Patriot Month: Redux
Our country holds special celebrations for every identity but one: American. It’s time to rectify that.
In my latest essay for Junto, I lay out a program that I’ve explored in several outlets in the past: Patriot Month. We have various identitarian celebrations all year long, focusing on identities that tend to divide Americans instead of unifying them. Patriot Month, a 30-day-long celebration of American civic identity, would be the antidote to that. It would celebrate all facets of American history, all while centering the things we share, not those that separate us. There has never been a better time to inaugurate Patriot Month, as we are fast approaching our 250th anniversary as a country. In the essay, I explain why this is needed now more than ever, how embracing a basic civic patriotism could be politically beneficial to the American right, and why patriotism is critical to the future of our shared nation.
Below is an excerpt, but you can read the whole thing at the Substack link.
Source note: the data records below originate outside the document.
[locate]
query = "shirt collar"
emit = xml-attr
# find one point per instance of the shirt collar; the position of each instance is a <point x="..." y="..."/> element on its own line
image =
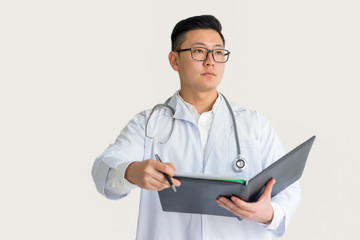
<point x="193" y="109"/>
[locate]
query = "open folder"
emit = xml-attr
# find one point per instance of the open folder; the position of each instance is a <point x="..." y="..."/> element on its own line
<point x="198" y="193"/>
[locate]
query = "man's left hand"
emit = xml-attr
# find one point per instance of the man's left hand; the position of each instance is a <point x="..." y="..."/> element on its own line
<point x="260" y="211"/>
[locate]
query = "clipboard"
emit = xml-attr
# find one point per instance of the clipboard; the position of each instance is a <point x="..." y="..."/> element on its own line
<point x="198" y="194"/>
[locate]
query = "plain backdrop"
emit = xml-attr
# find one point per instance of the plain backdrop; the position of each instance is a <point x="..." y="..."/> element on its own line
<point x="73" y="73"/>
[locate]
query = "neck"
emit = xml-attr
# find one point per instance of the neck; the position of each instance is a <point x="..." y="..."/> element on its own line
<point x="202" y="101"/>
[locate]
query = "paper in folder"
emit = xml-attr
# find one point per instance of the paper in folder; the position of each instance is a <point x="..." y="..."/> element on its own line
<point x="198" y="193"/>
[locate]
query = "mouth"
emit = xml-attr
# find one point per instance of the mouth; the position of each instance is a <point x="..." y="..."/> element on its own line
<point x="208" y="74"/>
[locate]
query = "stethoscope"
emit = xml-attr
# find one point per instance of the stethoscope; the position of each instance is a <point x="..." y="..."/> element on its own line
<point x="239" y="164"/>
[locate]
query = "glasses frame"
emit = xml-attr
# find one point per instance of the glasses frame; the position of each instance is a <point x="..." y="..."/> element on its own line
<point x="208" y="51"/>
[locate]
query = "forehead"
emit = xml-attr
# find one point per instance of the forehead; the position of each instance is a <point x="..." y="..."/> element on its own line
<point x="203" y="37"/>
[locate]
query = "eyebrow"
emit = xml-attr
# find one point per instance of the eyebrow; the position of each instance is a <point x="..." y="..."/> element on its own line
<point x="203" y="44"/>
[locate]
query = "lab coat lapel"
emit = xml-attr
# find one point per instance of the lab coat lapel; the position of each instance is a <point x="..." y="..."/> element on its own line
<point x="181" y="111"/>
<point x="219" y="130"/>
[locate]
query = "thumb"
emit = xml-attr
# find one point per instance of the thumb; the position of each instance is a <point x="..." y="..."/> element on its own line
<point x="268" y="188"/>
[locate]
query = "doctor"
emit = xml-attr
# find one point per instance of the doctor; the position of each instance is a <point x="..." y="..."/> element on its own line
<point x="202" y="141"/>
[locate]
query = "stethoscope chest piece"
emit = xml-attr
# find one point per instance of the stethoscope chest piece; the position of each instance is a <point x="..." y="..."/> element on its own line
<point x="239" y="164"/>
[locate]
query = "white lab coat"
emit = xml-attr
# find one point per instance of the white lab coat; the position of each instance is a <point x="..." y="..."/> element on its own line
<point x="260" y="146"/>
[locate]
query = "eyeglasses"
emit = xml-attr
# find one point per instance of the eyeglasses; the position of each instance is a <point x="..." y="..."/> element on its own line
<point x="201" y="54"/>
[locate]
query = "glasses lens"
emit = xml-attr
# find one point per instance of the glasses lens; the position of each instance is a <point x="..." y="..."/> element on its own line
<point x="221" y="55"/>
<point x="160" y="124"/>
<point x="199" y="53"/>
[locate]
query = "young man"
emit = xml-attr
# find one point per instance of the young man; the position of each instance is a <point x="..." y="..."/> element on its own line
<point x="202" y="141"/>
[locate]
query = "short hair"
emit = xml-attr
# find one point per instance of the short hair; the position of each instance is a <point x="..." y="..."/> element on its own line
<point x="194" y="23"/>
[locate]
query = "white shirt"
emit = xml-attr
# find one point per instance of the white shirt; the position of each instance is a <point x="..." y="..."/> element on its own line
<point x="259" y="145"/>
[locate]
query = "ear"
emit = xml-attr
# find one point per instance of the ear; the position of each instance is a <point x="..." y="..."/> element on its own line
<point x="173" y="60"/>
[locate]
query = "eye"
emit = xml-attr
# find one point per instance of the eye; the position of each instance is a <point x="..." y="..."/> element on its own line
<point x="198" y="50"/>
<point x="219" y="52"/>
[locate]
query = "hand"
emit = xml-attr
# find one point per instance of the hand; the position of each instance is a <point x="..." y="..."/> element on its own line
<point x="260" y="211"/>
<point x="148" y="174"/>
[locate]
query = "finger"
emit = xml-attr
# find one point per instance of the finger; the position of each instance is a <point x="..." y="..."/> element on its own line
<point x="242" y="204"/>
<point x="172" y="166"/>
<point x="176" y="182"/>
<point x="164" y="168"/>
<point x="156" y="182"/>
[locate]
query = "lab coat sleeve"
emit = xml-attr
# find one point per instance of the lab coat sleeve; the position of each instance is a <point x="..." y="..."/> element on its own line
<point x="109" y="168"/>
<point x="285" y="202"/>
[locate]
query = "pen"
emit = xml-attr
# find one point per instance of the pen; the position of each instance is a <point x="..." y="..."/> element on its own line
<point x="166" y="176"/>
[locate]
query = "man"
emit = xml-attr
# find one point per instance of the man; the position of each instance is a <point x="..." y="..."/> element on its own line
<point x="202" y="141"/>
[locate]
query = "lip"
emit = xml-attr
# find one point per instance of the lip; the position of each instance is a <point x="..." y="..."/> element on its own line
<point x="208" y="74"/>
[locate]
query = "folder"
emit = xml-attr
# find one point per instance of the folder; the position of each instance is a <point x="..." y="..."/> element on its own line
<point x="198" y="193"/>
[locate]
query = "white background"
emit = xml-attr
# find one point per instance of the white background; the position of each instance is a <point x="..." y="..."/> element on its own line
<point x="73" y="73"/>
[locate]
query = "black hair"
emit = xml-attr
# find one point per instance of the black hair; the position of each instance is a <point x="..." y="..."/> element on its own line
<point x="194" y="23"/>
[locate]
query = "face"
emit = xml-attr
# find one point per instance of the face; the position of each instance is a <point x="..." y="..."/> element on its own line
<point x="198" y="75"/>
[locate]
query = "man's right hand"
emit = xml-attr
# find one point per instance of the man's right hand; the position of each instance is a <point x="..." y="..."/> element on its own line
<point x="148" y="174"/>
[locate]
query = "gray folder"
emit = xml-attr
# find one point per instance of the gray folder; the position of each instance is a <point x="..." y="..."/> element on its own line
<point x="197" y="195"/>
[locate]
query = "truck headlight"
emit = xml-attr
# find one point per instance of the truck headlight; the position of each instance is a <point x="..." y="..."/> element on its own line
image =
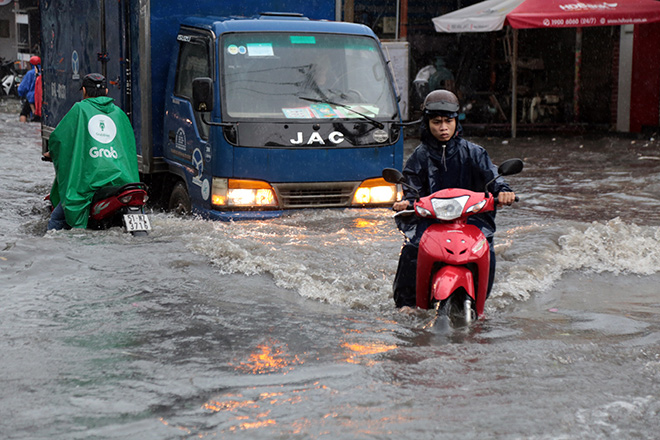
<point x="375" y="192"/>
<point x="242" y="193"/>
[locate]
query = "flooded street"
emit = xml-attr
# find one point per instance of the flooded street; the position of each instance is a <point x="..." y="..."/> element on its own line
<point x="285" y="328"/>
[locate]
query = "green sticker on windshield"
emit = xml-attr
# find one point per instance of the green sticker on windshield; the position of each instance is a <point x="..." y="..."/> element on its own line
<point x="302" y="39"/>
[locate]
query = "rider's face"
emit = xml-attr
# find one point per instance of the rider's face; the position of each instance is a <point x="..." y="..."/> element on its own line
<point x="442" y="128"/>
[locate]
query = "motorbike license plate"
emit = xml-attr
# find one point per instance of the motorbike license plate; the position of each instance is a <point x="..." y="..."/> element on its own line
<point x="136" y="222"/>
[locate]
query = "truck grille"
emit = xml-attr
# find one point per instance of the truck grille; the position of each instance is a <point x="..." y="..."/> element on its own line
<point x="315" y="195"/>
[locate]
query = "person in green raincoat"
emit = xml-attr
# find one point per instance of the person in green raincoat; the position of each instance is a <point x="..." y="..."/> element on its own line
<point x="93" y="146"/>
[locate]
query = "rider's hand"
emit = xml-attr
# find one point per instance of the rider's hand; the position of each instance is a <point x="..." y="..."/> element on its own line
<point x="506" y="198"/>
<point x="401" y="205"/>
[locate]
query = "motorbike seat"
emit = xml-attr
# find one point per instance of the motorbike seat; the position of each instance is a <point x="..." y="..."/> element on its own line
<point x="110" y="191"/>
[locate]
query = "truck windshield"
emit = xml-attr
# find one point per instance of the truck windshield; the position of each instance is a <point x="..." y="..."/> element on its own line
<point x="304" y="76"/>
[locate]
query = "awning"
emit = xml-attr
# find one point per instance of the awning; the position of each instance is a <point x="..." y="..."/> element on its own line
<point x="493" y="15"/>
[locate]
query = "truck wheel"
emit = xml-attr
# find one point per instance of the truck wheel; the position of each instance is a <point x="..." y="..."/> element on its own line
<point x="180" y="200"/>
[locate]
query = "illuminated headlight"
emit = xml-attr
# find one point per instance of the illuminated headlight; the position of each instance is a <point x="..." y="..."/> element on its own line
<point x="478" y="245"/>
<point x="449" y="209"/>
<point x="242" y="193"/>
<point x="375" y="192"/>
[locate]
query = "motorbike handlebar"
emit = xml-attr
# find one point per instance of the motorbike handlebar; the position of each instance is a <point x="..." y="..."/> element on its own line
<point x="497" y="202"/>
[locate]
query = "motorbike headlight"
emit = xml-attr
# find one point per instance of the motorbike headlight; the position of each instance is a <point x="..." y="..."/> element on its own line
<point x="423" y="212"/>
<point x="449" y="209"/>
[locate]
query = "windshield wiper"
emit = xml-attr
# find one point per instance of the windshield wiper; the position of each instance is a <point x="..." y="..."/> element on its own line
<point x="376" y="123"/>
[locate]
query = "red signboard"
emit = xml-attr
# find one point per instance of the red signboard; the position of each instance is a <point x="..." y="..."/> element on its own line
<point x="582" y="13"/>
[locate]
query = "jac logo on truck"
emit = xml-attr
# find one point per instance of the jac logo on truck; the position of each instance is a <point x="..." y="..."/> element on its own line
<point x="335" y="137"/>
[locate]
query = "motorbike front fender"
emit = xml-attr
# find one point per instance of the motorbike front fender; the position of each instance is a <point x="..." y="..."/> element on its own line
<point x="449" y="279"/>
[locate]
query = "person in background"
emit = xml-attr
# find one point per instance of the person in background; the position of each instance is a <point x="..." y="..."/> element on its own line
<point x="444" y="160"/>
<point x="26" y="91"/>
<point x="93" y="146"/>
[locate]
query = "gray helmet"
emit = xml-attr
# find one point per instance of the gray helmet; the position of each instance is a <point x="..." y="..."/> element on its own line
<point x="441" y="102"/>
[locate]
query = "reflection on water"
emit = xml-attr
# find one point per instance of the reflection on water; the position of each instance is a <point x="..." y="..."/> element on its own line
<point x="269" y="358"/>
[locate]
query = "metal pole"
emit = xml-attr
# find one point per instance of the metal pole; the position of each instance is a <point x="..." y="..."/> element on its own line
<point x="514" y="85"/>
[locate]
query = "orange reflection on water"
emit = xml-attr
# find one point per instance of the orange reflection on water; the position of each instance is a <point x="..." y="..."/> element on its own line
<point x="228" y="405"/>
<point x="269" y="358"/>
<point x="358" y="351"/>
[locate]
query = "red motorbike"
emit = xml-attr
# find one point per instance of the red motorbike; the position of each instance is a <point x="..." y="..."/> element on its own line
<point x="120" y="206"/>
<point x="453" y="262"/>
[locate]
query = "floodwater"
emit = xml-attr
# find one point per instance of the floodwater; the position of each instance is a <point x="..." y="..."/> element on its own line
<point x="285" y="329"/>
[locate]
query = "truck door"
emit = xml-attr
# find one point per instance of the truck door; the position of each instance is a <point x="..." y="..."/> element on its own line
<point x="188" y="146"/>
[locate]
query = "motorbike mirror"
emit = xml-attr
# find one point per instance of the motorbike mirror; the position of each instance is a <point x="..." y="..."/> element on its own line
<point x="509" y="167"/>
<point x="392" y="175"/>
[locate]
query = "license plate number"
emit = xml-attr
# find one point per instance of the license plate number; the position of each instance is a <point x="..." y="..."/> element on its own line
<point x="136" y="222"/>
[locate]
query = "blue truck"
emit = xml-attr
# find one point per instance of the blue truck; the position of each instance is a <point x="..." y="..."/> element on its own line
<point x="238" y="114"/>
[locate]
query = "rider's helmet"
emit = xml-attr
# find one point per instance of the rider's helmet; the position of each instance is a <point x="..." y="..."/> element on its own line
<point x="95" y="84"/>
<point x="441" y="103"/>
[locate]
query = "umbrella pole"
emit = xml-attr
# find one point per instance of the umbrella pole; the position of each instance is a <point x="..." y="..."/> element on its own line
<point x="578" y="73"/>
<point x="514" y="85"/>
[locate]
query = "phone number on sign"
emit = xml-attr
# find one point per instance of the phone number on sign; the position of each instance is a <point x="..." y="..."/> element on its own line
<point x="587" y="21"/>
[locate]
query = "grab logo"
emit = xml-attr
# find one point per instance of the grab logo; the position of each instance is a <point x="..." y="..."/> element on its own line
<point x="103" y="152"/>
<point x="102" y="129"/>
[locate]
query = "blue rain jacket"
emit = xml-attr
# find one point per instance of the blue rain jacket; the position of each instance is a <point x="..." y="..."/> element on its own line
<point x="457" y="164"/>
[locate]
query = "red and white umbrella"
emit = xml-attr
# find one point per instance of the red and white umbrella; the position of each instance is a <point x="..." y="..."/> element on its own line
<point x="493" y="15"/>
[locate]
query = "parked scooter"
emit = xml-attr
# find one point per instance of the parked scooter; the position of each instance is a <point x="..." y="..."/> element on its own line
<point x="10" y="78"/>
<point x="120" y="206"/>
<point x="453" y="262"/>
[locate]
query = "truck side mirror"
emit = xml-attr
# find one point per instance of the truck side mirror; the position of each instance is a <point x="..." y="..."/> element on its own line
<point x="203" y="94"/>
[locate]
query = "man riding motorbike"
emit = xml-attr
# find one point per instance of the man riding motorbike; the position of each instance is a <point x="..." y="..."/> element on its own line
<point x="443" y="160"/>
<point x="93" y="146"/>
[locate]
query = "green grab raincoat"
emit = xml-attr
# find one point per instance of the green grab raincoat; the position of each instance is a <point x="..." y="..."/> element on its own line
<point x="93" y="146"/>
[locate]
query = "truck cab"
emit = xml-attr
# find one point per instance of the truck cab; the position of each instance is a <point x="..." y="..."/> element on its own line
<point x="277" y="112"/>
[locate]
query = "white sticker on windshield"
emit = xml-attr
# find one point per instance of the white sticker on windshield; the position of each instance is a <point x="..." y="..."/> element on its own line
<point x="260" y="50"/>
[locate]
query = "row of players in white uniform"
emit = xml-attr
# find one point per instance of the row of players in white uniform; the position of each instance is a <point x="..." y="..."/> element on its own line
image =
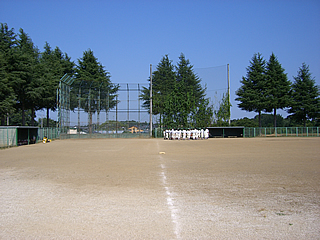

Today we unfortunately face a problem the likes of which our forebears could not imagine: a stunning lack of positive sentiment about the basic facets of our country. American patriotism has declined to new polling lows, heavily weighted toward younger generations and those left-of-center politically. This turn against traditional American patriotic sentiment isn’t only a problem of the progressive left: Yet even self-identified Gen Z Republican voters show significantly less patriotic feeling than the generations before them, something reflected in the marked turn some in the right-wing media have made over the past few years to try and capture this audience. These changes are explained by two things: the wholesale embrace of educational curriculum antagonistic to the very idea of American greatness and the promotion of those noxious ideas by the majority of one of our two political parties.
These are serious trends that are not solvable overnight, but thankfully they have not yet become fully dominant. That same survey shows that 58% of Americans are still either “extremely” or “very” proud of our country and a further 19% are “moderately” proud. This remains a supermajority of the population, which opens the door to civic renewal, or at least a broader public celebration of our national identity. We already have special months to commemorate all sorts of distinct ethnic, religious, racial, and sexual identities – adopted largely by progressive activists and their allies in government in order to promote leftist politics and the centering of their preferred identity signifiers – yet we do not have a period dedicated to the one identity we all share: being Americans. That is an oversight worth rectifying.
Enter Patriot Month. The 30 days between June 4 and July 4 are a perfect time to honor our shared American civic culture and the incredible history that has built the great nation we live in today. That month-long window is replete with important and representative events from the American past, notably during the founding era, showcasing the martial, political, and civic achievements of our society. From the June 4th anniversary of the passage of the 19th amendment to the anniversary of the D-Day invasions, from Flag Day to Juneteenth, with ample other events sprinkled throughout worthy of commemoration and celebration in our nation’s historical narrative throughout, June is perfectly positioned to host a unified celebration of American history and accomplishment. Independence Day is wonderful, and would be the capstone to each Patriot Month, but one day isn’t enough to stem the rising tide of unpatriotic feeling. Honoring our country each year and focusing on the centuries of good our nation has done are an antidote to the divisive progressivism that seeks to undermine our national story and stoke negativity about the United States. And there is no better time than our auspicious 250th birthday to inaugurate these festivities. Rather than being a month of disparate, seemingly unconnected holidays, June could be a unified drumbeat of celebration for American achievement, American ideals, and American aspirations, all tied up into one month long narrative.
Patriot Month would bring Americans together, not drive us apart. Commemorating the glories of our past and the inherent and continued greatness of our nation remain popular propositions, no matter what the Democratic left and the too-online right may have you believe. Given the current predilections of the progressive faction that dominates Democratic politics, there is a major opening to claim the mantle of patriotism on the right and potentially attract independent voters who are turned off by the left’s performative anti-Americanism. If conservatives can leave the off-putting internecine debates over what truly makes a ‘real’ American aside and instead embrace a broader, civic-minded American identity, we can make political and cultural strides. Even outside of that, promoting patriotism is a good thing to do for American society and the longevity of our national project. Those on the American right have always embraced this idea and we should continue now.
Americans by and large love our country. They want to identify with it and be proud of it. But they are relentlessly told that it is and has always been a terrible place and its existence a bad thing for the world. That message is blatantly false and most people know it. The key is promulgating the truth: that America is great. That it always has been great. And that it is worth celebrating. Patriot Month would do just that.